Closer to the White House, he’s an irritable chief of staff in In the Line of Fire, and in two other films he, perhaps presciently, plays the president. But Thompson’s real executive experience is limited. He has never run a large organization, as did that other actor to whom he’s often likened, Ronald Reagan, California’s governor for eight years. Compared with this year’s crop of presidential wannabes, he has less executive experience than, say, Mitt Romney or even former Cleveland mayor Dennis Kucinich. True, as a lawyer in Tennessee, Thompson won acclaim for representing a whistleblower in a cash-for-clemency scheme, and he did a respectable job as the Republican counsel on the Senate Watergate committee. But running anything? Please. You could argue that Thompson’s only executive experience came at an outpost called the Senate Governmental Affairs Committee, where he wielded the chairman’s gavel from 1997 to 2001. Running a committee involves setting an agenda and bringing people together; it takes some executive skill but not as much as, for example, a governorship does.

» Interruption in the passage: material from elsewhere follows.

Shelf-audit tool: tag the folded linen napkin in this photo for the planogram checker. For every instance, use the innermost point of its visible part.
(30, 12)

The Governmental Affairs Committee, since given the more sweeping name Homeland Security and Governmental Affairs Committee, has a purview that mostly encompasses waste. By far the most important set of hearings that Thompson managed as chairman was an examination of campaign-finance abuses during the 1996 presidential election. The hearings made front-page news for months and were covered live. They offer one of those occasions where we can judge potential presidents—how they fought for their ideals and balanced constituencies, roused the public, and moved their colleagues. At this crucial moment, Thompson blew it.

The hearings began after disclosures of sleaziness in Bill Clinton’s 1996 reelection campaign. Some of those incidents are now well-known. There was Al Gore’s famed visit to a Buddhist temple in California and the White House coffees for top donors, not to mention the practice of allowing major contributors to stay in the Lincoln Bedroom. (Hey, better that than, say, letting oil bigwigs have their way, as seems to have happened with Dick Cheney’s energy task force of a few years back.) Some Clinton donors, 22 to be exact, were convicted of making illegal campaign contributions. The names of those embroiled—James Riady, Maria Hsia, John Huang—read like answers in a ’90s version of political Trivial Pursuit. (I should note that my spouse worked for Bill Clinton’s 1992 presidential bid and now works for Hillary Clinton, but did not work on the 1996 campaign.)

In 1997, as these revelations unfolded, Thompson used his chairman’s powers to investigate. For Thompson, the hearings represented his highest-profile appearance since being elected a senator from Tennessee in 1994, when he took over the seat vacated by Al Gore. Then as now, Thompson was a star, and the campaign-finance hearings should have been a natural fit for him. During the 1973 Senate Watergate hearings, Thompson earned plaudits for his bipartisanship and for famously asking the questions that revealed to the public the existence of a White House taping system.